- Coat of arms
- Location of Daxlanden within Karlsruhe
- Daxlanden Daxlanden
- Coordinates: 49°00′07″N 8°20′13″E﻿ / ﻿49.002°N 8.337°E
- Country: Germany
- State: Baden-Württemberg
- District: Urban district
- City: Karlsruhe

Population (2020-12-31)
- • Total: 11,489
- Time zone: UTC+01:00 (CET)
- • Summer (DST): UTC+02:00 (CEST)
- Postal codes: 76189
- Dialling codes: 0721

= Daxlanden =

District of Karlsruhe

Daxlanden is a district of Karlsruhe, Germany. The former fishing village lies west of the city center of Karlsruhe, near the Rhine on the river Alb and comprises about 11,500 inhabitants.

The district is further divided into Alt-Daxlanden, Neu-Daxlanden, Daxlanden-Ost and Rheinstrandsiedlung.

==History==
Daxlanden was first mentioned in 1261 as "villa daslar" in a papal document. However, the place is certainly older, as indicated by existence of the Weißenburg Monastery and Gottesaue Monastery.

In 1396, the "Appen Mill" in Daxlanden was first mentioned upon its donation to the hospital in Baden (today Baden-Baden).
The Appen Mill remained property of the hospital until into the 18th century and was the official mill of the surrounding boroughs Bulach, Beiertheim, Daxlanden, Mühlburg and Knielingen.

In 1407, Archbishop to Cologne Friedrich III. von Saarwerden settled a dispute over hunting rights in the "Daheslarerau" and surrounding areas between Rupert, King of Germany, and Bernard I, Margrave of Baden-Baden in favour of the former.

In 1463, Daxlanden established its own parish, previously it belonged to the parish of Forchheim. With the division of the Margraviate of Baden, Daxlanden was designated to Baden-Baden and belonged therewith to the Ettlingen Council. The boom years Gold panning in the gold fields in Daxlanden were in 1579. From the 18th century on they have been fruitless.

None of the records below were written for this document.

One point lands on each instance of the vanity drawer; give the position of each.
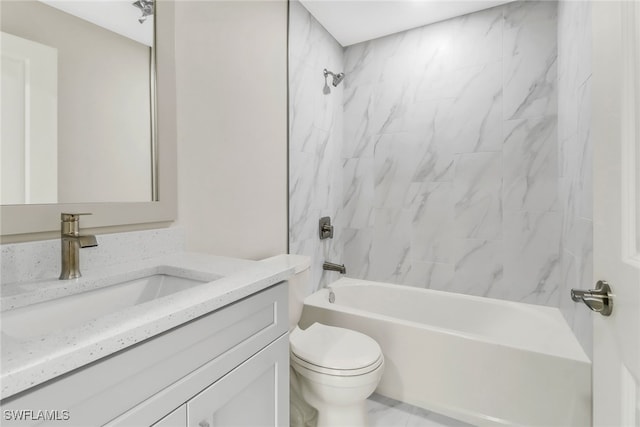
(100, 392)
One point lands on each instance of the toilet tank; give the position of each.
(298, 283)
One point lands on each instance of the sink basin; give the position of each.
(61, 313)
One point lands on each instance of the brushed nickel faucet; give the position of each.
(329, 266)
(71, 241)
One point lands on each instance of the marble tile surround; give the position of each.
(385, 412)
(451, 156)
(575, 162)
(40, 260)
(315, 141)
(460, 154)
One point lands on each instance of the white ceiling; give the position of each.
(355, 21)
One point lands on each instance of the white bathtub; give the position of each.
(480, 360)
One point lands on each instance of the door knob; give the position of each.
(599, 299)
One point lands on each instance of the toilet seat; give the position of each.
(334, 351)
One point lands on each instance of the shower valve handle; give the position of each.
(599, 299)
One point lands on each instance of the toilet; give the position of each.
(333, 369)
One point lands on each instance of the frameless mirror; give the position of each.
(78, 102)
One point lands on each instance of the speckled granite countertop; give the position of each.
(29, 361)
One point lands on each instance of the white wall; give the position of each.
(231, 84)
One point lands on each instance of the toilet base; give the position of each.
(336, 416)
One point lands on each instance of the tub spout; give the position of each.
(329, 266)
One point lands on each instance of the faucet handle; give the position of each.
(66, 217)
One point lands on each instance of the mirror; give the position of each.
(23, 222)
(78, 102)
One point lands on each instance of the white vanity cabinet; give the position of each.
(229, 367)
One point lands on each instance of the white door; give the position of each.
(616, 138)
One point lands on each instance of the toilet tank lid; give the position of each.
(334, 348)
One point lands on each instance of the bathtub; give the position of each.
(480, 360)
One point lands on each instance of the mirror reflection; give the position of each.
(77, 102)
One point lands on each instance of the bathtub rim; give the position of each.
(320, 299)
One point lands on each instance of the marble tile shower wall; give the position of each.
(315, 141)
(450, 156)
(575, 166)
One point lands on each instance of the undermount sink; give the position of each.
(61, 313)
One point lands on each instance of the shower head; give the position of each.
(337, 78)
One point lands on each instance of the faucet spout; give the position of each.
(70, 243)
(329, 266)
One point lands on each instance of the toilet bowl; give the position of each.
(337, 369)
(333, 370)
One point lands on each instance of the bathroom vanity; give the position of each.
(211, 354)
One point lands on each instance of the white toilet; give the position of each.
(335, 369)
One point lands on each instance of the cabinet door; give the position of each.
(177, 418)
(256, 393)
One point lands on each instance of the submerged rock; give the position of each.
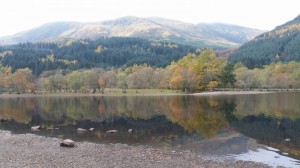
(36, 128)
(67, 143)
(112, 131)
(81, 130)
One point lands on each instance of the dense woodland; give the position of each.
(278, 45)
(192, 73)
(86, 54)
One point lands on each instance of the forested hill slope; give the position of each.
(103, 52)
(281, 44)
(153, 28)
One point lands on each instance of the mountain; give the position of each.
(281, 44)
(153, 28)
(86, 54)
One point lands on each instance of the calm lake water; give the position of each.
(262, 127)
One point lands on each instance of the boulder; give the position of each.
(112, 131)
(36, 128)
(67, 143)
(81, 130)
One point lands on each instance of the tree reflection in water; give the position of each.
(268, 118)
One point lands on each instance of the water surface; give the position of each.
(260, 127)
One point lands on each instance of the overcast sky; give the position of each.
(20, 15)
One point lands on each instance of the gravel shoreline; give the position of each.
(29, 150)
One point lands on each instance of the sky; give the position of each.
(20, 15)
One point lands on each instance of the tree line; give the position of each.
(85, 54)
(192, 73)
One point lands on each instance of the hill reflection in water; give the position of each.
(218, 125)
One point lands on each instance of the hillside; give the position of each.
(103, 52)
(280, 44)
(158, 29)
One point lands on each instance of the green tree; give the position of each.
(227, 76)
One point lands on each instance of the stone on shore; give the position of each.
(112, 131)
(67, 143)
(81, 130)
(36, 128)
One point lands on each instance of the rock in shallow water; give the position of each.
(67, 143)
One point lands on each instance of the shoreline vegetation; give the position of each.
(29, 150)
(192, 73)
(147, 92)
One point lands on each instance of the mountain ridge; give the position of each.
(278, 45)
(151, 28)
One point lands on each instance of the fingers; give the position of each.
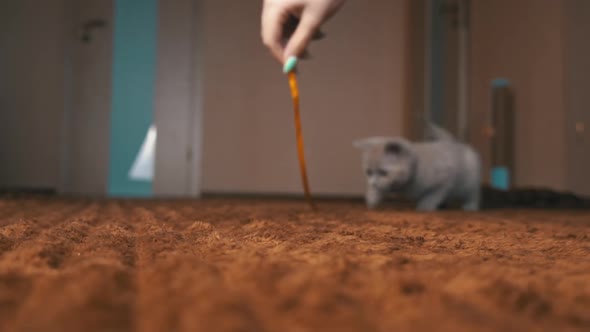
(273, 20)
(305, 32)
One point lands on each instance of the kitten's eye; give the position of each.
(393, 148)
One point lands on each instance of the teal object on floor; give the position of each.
(133, 89)
(500, 178)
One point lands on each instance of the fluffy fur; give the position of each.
(432, 172)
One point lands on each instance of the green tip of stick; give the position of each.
(290, 64)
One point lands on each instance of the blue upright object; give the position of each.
(500, 178)
(134, 74)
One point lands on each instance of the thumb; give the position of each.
(306, 30)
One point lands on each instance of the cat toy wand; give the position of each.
(289, 69)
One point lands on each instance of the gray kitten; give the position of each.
(432, 172)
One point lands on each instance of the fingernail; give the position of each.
(290, 64)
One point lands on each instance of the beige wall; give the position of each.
(353, 87)
(577, 87)
(31, 92)
(522, 41)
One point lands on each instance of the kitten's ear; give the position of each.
(396, 147)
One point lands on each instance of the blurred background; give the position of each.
(178, 98)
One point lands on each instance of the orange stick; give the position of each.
(299, 134)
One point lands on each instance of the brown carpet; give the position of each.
(254, 265)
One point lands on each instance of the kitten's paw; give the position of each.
(372, 199)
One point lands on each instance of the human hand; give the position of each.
(288, 26)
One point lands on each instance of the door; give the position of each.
(90, 35)
(577, 67)
(449, 65)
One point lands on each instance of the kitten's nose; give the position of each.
(372, 181)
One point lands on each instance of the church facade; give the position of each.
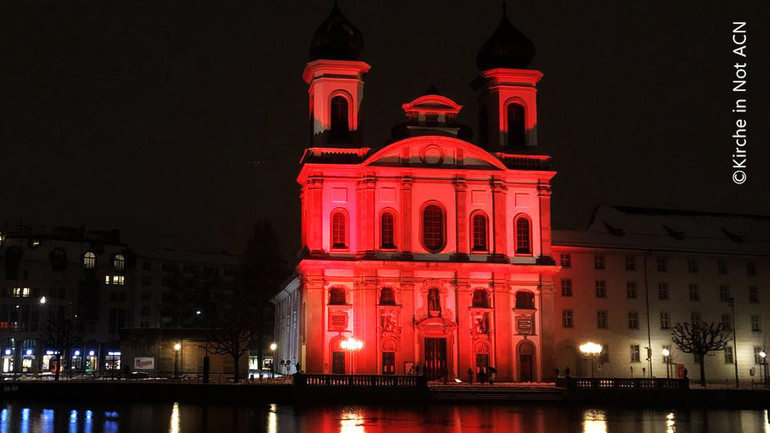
(431, 253)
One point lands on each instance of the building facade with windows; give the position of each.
(433, 252)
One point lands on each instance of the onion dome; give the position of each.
(336, 39)
(506, 48)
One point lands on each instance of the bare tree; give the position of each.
(234, 337)
(61, 335)
(699, 339)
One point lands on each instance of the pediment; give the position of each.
(434, 152)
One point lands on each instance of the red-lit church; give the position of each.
(433, 252)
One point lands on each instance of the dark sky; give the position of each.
(181, 123)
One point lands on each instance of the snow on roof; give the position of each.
(670, 230)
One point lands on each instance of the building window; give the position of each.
(729, 355)
(433, 228)
(337, 296)
(525, 299)
(601, 319)
(722, 267)
(480, 298)
(119, 263)
(692, 266)
(516, 125)
(694, 292)
(633, 320)
(727, 322)
(631, 290)
(339, 118)
(566, 319)
(695, 318)
(479, 232)
(665, 320)
(601, 288)
(751, 269)
(387, 296)
(387, 231)
(754, 295)
(523, 236)
(89, 260)
(724, 293)
(634, 353)
(339, 230)
(630, 263)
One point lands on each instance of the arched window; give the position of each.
(58, 259)
(339, 230)
(337, 296)
(387, 231)
(480, 298)
(339, 118)
(523, 236)
(119, 262)
(525, 299)
(89, 260)
(433, 228)
(479, 232)
(387, 297)
(516, 127)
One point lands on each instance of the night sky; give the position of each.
(181, 123)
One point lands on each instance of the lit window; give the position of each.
(523, 236)
(516, 125)
(480, 298)
(387, 231)
(479, 232)
(339, 230)
(337, 296)
(339, 118)
(433, 228)
(89, 260)
(119, 262)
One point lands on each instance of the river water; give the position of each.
(190, 418)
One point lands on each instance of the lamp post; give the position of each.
(273, 346)
(352, 345)
(591, 350)
(667, 354)
(177, 348)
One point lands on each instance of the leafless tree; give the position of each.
(61, 336)
(232, 336)
(699, 339)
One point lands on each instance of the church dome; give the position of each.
(506, 48)
(336, 39)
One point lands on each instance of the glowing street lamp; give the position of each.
(591, 350)
(351, 345)
(177, 348)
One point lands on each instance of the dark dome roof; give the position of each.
(506, 48)
(336, 39)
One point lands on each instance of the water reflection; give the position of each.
(480, 418)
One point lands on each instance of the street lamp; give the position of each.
(177, 348)
(352, 345)
(591, 350)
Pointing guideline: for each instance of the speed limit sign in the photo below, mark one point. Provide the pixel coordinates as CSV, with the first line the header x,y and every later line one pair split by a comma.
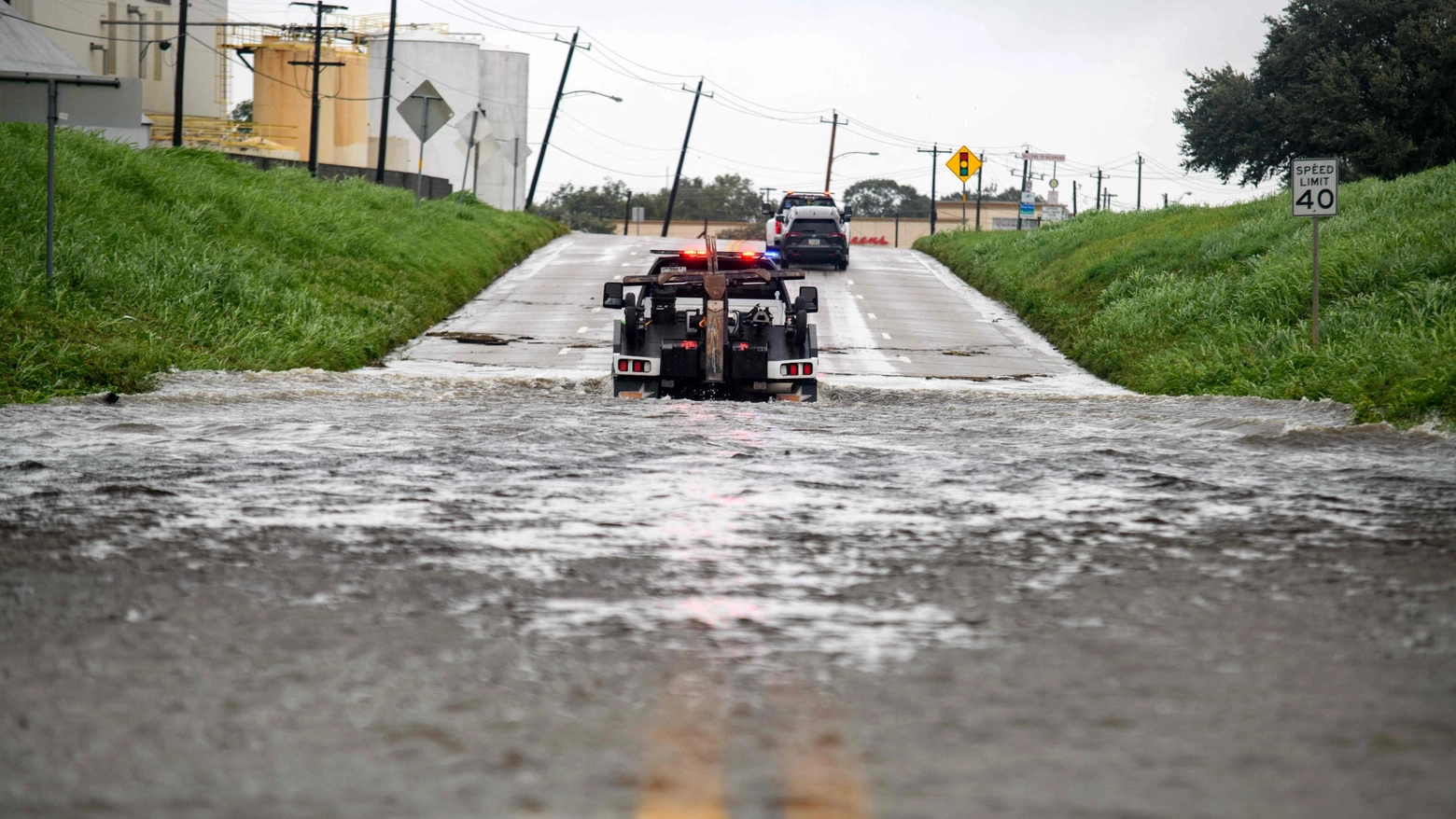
x,y
1315,187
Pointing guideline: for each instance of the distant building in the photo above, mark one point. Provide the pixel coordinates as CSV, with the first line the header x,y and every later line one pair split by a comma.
x,y
101,36
468,73
125,38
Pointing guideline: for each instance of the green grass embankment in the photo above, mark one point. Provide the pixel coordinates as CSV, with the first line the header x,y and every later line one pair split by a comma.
x,y
187,259
1216,300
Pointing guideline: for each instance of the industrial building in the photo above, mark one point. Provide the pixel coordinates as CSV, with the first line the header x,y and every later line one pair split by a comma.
x,y
134,39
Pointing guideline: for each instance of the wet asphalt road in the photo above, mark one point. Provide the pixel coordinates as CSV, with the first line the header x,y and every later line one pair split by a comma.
x,y
469,584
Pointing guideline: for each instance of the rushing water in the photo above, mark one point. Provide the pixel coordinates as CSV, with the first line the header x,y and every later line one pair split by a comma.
x,y
774,524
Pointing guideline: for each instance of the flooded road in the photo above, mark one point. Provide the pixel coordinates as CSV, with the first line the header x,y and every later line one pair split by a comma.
x,y
483,588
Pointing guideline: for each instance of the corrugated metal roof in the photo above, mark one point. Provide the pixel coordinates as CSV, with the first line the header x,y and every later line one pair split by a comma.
x,y
23,47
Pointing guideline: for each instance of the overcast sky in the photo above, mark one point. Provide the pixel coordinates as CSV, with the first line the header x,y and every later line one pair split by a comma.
x,y
1097,82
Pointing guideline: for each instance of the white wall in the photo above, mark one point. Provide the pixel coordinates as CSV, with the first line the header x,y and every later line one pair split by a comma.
x,y
504,80
452,67
86,20
466,76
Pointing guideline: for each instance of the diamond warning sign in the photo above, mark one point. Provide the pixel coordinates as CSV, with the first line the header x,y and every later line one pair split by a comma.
x,y
962,163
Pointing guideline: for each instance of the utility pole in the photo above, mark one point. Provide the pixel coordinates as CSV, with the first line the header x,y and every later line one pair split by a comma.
x,y
935,163
178,80
681,158
979,174
319,9
384,114
1026,185
561,89
1139,181
833,132
470,146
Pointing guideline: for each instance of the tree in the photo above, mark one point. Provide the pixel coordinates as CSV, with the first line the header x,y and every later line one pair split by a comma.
x,y
597,208
1372,82
589,210
886,198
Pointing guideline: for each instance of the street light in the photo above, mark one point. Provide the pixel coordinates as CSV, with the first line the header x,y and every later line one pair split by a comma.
x,y
598,93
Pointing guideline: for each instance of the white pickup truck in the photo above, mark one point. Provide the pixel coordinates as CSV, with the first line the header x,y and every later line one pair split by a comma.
x,y
779,217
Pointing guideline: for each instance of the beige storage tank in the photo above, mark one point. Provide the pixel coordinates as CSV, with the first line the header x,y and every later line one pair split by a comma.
x,y
281,96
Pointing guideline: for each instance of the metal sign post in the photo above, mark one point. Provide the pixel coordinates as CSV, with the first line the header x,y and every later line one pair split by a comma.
x,y
426,112
962,163
1313,185
1029,198
473,140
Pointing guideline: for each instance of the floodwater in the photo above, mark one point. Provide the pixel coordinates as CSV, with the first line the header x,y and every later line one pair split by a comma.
x,y
449,588
759,521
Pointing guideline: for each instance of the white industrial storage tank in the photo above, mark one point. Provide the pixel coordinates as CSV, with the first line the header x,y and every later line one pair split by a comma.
x,y
469,77
501,176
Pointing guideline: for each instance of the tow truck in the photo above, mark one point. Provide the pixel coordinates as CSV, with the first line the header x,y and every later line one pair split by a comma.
x,y
714,323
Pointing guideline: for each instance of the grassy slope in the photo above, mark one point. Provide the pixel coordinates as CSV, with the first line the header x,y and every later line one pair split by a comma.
x,y
1216,300
187,259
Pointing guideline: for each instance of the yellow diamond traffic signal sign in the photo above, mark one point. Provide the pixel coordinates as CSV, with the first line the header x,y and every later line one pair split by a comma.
x,y
962,163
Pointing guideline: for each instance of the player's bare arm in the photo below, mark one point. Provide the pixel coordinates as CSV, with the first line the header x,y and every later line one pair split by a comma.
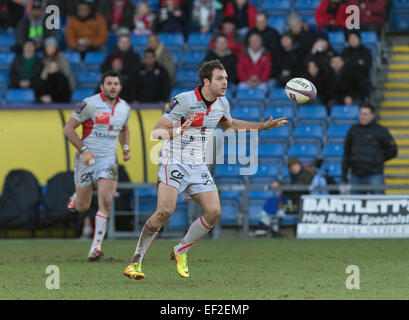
x,y
72,136
235,125
124,141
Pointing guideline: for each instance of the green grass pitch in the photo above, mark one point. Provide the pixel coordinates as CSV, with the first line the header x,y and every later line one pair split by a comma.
x,y
219,269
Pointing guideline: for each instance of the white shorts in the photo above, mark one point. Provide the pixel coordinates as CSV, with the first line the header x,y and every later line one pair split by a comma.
x,y
104,167
188,179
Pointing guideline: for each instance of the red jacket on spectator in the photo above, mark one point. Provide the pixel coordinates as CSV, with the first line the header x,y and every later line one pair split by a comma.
x,y
372,13
246,68
229,11
322,17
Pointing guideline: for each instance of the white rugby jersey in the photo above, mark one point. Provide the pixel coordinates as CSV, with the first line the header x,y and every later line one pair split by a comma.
x,y
101,123
190,147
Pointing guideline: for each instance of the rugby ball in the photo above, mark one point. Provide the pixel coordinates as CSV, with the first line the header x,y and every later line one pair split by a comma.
x,y
300,90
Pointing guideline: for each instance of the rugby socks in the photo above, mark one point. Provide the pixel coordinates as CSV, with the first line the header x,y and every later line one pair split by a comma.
x,y
146,238
101,221
198,229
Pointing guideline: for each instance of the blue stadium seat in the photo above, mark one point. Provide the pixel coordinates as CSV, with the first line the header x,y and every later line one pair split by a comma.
x,y
304,152
229,215
276,7
4,79
280,111
341,114
88,79
187,78
198,41
80,94
334,169
139,42
20,96
306,6
179,219
272,153
278,23
312,115
313,133
192,59
94,59
172,41
250,96
250,113
266,173
277,96
74,58
6,58
6,42
333,152
228,173
278,135
336,133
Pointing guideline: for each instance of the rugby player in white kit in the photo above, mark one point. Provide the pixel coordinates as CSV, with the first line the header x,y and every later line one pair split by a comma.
x,y
185,128
104,120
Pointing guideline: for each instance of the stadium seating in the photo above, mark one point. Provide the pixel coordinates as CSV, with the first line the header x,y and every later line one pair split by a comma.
x,y
198,41
250,96
250,113
341,114
20,96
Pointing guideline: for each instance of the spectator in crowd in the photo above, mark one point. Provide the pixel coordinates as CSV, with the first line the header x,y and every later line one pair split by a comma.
x,y
52,52
87,30
319,77
348,87
321,52
243,13
331,15
10,14
270,36
254,66
53,86
204,16
129,58
143,19
163,56
298,176
33,27
286,60
367,146
225,56
26,68
171,18
152,82
117,13
371,14
234,40
357,56
303,38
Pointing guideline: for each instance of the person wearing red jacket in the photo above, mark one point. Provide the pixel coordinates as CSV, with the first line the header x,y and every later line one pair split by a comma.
x,y
331,14
244,14
254,65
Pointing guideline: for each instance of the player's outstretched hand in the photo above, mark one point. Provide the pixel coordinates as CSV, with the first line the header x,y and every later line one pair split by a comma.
x,y
271,124
88,158
127,155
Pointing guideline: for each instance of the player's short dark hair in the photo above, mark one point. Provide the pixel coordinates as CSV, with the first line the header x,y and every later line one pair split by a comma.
x,y
111,73
368,106
206,70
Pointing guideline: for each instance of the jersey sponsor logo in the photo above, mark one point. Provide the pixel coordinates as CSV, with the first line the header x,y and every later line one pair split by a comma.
x,y
102,118
173,103
80,106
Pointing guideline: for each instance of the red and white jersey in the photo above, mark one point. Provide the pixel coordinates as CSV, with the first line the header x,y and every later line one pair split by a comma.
x,y
101,123
190,147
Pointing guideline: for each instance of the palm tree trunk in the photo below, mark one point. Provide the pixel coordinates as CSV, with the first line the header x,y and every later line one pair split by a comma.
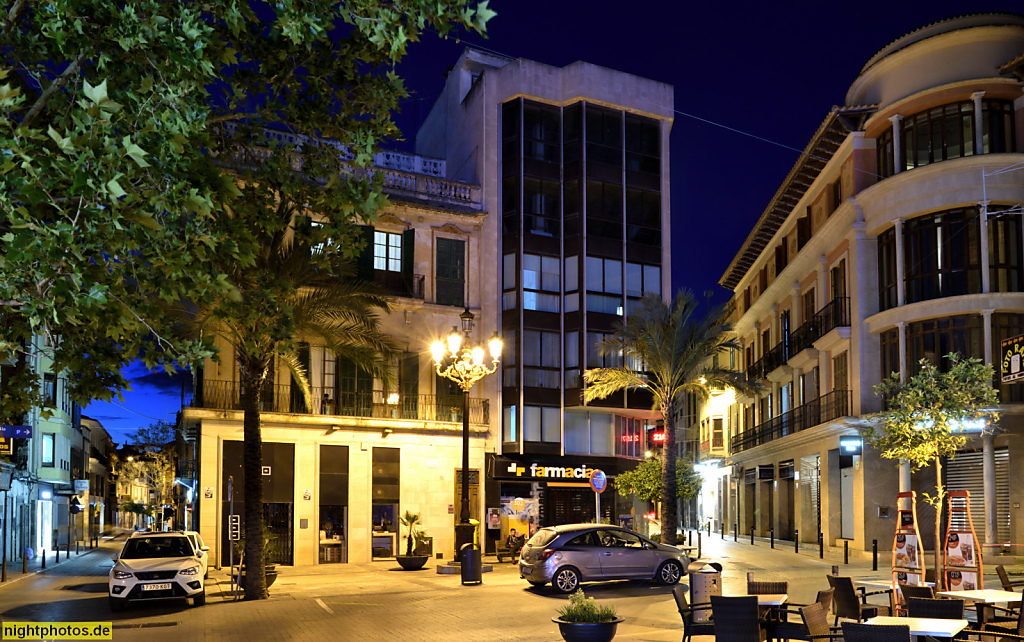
x,y
670,512
940,580
252,468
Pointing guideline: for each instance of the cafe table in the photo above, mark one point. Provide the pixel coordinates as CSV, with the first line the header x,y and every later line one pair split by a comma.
x,y
923,626
983,598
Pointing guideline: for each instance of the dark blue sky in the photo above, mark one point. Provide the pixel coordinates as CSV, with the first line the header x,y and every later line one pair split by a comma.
x,y
770,70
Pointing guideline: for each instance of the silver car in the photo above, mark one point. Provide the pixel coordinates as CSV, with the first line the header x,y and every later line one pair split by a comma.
x,y
569,554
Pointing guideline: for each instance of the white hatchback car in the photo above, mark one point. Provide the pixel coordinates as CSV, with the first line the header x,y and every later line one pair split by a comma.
x,y
155,566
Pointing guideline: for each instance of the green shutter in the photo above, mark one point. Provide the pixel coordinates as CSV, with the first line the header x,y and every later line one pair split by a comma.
x,y
365,263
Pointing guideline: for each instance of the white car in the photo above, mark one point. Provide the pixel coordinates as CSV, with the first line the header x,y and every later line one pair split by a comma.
x,y
156,566
202,551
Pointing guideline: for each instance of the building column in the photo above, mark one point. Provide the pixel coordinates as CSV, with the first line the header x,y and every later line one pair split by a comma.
x,y
978,129
985,276
900,274
904,466
897,143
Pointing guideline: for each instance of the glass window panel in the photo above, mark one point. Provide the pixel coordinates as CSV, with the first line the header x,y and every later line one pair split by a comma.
x,y
531,423
595,274
551,431
571,273
634,280
549,275
601,433
530,271
577,433
652,279
612,276
508,271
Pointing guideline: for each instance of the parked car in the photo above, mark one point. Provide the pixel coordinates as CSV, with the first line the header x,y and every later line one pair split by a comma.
x,y
569,554
156,566
202,551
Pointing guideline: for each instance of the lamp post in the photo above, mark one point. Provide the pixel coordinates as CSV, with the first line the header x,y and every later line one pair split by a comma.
x,y
457,360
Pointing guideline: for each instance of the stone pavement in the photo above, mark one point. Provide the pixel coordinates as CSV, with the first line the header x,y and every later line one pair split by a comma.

On the 6th of March 1651 the worst catastrophe in the history of Daxlanden occurred. A break in the dam on the Rhein destroyed 700 acres of fields, 20 houses and the local church. As a consequence of this, half of Daxlanden was at risk of dropping into the Rhein. Following many such flooding catastrophes afflicting the borough, a new Daxlanden was established on a high bank further from the Rhein.

In 1665, the Appen Mill that had been destroyed in the Thirty Years War was rebuilt.

1673/77 saw new dams for the Rhein being constructed around Daxlanden and Rappenwörth. It had been attempted many times to restrain the Rhein through dam building.